After achieving an annual GDP growth of 8 percent for this year, the adjustment of the economic structure was once again on the agenda, which was discussed this December when the Central Economic Work Conference agreed the government would focus more on structural adjustment and improving the quality of economic growth. The annual year-end conference aims to set the tune for macroeconomic policies for the coming year.

Policymakers at the conference also said China would adhere to its current proactive fiscal and appropriately accommodative monetary settings next year. That is to say, China will still look to domestic demand for its growth impetus. As we all know, government investment takes up a large portion of the domestic demand. In an effort to bring government investment into full play, major adjustments should be taken. Top priority should be given to a combination of forceful macro-policy measures, namely its loose fiscal and stringent monetary policies. An excess of liquidity has demonstrated the necessity to tighten the money supply whereas structural adjustments, including securing people's livelihood and supporting preferential industries, could not do without the support of loose financial operations.

In spite of the fact that structural adjustment has been listed as a major task of the government for several years, almost all efforts and attempts to bring about changes ended in vain. China seems to be trapped between a rock and a hard place—the more endeavors it makes, the more imbalanced the economic structure becomes. According to the State Administration of Foreign Exchange, China's current account surplus reached $162.9 billion in the first half of 2007, a staggering increase of 78 percent year on year.

From my point of view, the essential problem may simply be the afflicted incentive mechanism associated with the asymmetric liberalization of product and factor markets during China's reform period.

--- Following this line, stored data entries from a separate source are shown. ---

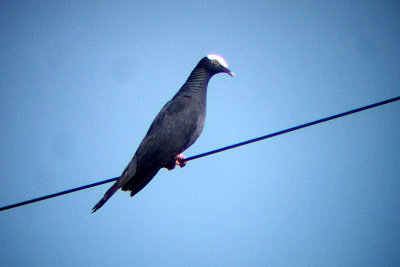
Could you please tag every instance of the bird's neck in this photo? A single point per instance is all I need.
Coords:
(196, 83)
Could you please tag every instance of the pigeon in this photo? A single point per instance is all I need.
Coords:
(176, 127)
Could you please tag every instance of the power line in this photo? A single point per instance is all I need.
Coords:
(214, 151)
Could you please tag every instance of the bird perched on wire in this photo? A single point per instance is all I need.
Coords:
(176, 127)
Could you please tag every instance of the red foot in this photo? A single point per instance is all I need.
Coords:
(180, 160)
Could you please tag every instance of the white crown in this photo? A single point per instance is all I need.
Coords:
(220, 59)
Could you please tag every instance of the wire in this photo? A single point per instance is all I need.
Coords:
(214, 151)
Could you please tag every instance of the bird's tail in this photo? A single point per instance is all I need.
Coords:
(106, 196)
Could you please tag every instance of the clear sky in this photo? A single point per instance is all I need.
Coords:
(81, 82)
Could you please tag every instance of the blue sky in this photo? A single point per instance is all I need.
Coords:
(81, 82)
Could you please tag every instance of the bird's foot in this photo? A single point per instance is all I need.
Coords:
(180, 160)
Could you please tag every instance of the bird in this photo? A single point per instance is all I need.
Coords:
(175, 128)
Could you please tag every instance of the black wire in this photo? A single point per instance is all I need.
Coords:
(215, 151)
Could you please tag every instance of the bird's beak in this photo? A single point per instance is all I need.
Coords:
(230, 72)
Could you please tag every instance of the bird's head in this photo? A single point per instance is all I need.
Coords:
(216, 64)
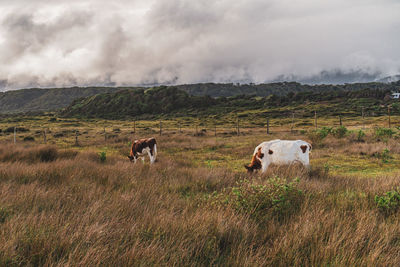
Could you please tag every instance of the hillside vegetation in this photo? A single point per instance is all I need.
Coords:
(172, 102)
(45, 99)
(28, 100)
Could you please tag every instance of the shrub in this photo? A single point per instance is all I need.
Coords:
(18, 129)
(29, 138)
(103, 156)
(389, 202)
(275, 199)
(385, 155)
(4, 213)
(381, 132)
(360, 135)
(339, 132)
(47, 154)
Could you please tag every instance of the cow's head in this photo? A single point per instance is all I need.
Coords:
(249, 168)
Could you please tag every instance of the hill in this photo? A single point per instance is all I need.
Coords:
(172, 102)
(35, 99)
(51, 99)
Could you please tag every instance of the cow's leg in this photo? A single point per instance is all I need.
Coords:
(150, 156)
(264, 166)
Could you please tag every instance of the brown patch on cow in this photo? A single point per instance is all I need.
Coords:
(259, 153)
(139, 145)
(255, 163)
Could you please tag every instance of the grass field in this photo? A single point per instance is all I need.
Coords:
(60, 204)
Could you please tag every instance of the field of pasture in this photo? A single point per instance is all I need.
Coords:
(75, 199)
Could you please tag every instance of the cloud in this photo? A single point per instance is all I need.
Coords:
(68, 43)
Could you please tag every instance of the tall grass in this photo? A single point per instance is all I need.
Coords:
(75, 210)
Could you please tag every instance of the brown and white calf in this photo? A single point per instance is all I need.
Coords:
(279, 152)
(142, 147)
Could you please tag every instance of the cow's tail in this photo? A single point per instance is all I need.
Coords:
(155, 151)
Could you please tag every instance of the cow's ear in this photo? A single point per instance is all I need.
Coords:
(249, 169)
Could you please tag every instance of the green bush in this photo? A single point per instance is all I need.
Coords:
(4, 213)
(29, 139)
(381, 132)
(275, 199)
(360, 135)
(385, 155)
(339, 132)
(389, 202)
(103, 156)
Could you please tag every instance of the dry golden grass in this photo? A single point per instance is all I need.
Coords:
(75, 210)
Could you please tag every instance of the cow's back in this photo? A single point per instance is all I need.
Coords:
(285, 151)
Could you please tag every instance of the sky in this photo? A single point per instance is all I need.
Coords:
(63, 43)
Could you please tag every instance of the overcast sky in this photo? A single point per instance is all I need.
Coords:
(96, 42)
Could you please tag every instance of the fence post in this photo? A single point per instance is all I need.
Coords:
(76, 138)
(292, 127)
(237, 125)
(315, 118)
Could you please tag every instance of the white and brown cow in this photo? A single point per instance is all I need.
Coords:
(141, 147)
(279, 152)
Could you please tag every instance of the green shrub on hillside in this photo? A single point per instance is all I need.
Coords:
(103, 156)
(389, 202)
(275, 199)
(360, 135)
(339, 132)
(381, 132)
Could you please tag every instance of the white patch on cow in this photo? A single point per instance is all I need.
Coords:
(283, 152)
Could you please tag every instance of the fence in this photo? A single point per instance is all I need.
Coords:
(233, 126)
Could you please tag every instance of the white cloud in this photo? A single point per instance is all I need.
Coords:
(66, 43)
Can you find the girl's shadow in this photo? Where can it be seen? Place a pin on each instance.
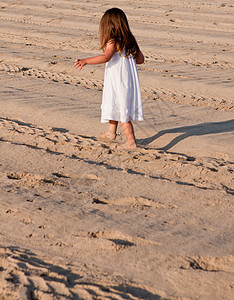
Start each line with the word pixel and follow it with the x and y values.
pixel 187 131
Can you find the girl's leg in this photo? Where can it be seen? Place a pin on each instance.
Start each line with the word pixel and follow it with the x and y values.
pixel 111 133
pixel 129 133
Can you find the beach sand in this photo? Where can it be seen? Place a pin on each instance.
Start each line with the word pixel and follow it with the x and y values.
pixel 83 220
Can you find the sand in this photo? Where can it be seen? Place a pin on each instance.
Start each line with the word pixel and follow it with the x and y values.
pixel 81 219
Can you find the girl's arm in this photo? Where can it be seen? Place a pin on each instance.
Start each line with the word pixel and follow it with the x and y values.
pixel 140 58
pixel 100 59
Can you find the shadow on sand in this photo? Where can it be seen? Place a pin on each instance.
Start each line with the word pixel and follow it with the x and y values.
pixel 188 131
pixel 32 266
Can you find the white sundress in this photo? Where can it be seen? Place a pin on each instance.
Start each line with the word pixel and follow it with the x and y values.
pixel 121 99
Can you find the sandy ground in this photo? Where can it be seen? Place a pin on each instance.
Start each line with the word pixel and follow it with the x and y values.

China has successfully liberalized product markets, with almost all products regulated by a free market mechanism. But factor markets remain heavily distorted, as is the case for labor, land, capital, energy and even the environment. Factor prices are significantly depressed, which has provided additional incentives for producers, investors and exporters. Meanwhile, such distortions lower households' income share of the GDP but raise enterprises' income share.

Fortunately, the conference realized this point and stated that the essential means to structural adjustment will be through the marketization of production factors. The country hopes to achieve this goal in the next five to 10 years, in which it will fundamentally rectify the distorted incentive mechanism and promote economic development.

The author is a professor with the China Center for Economic Research at Peking University.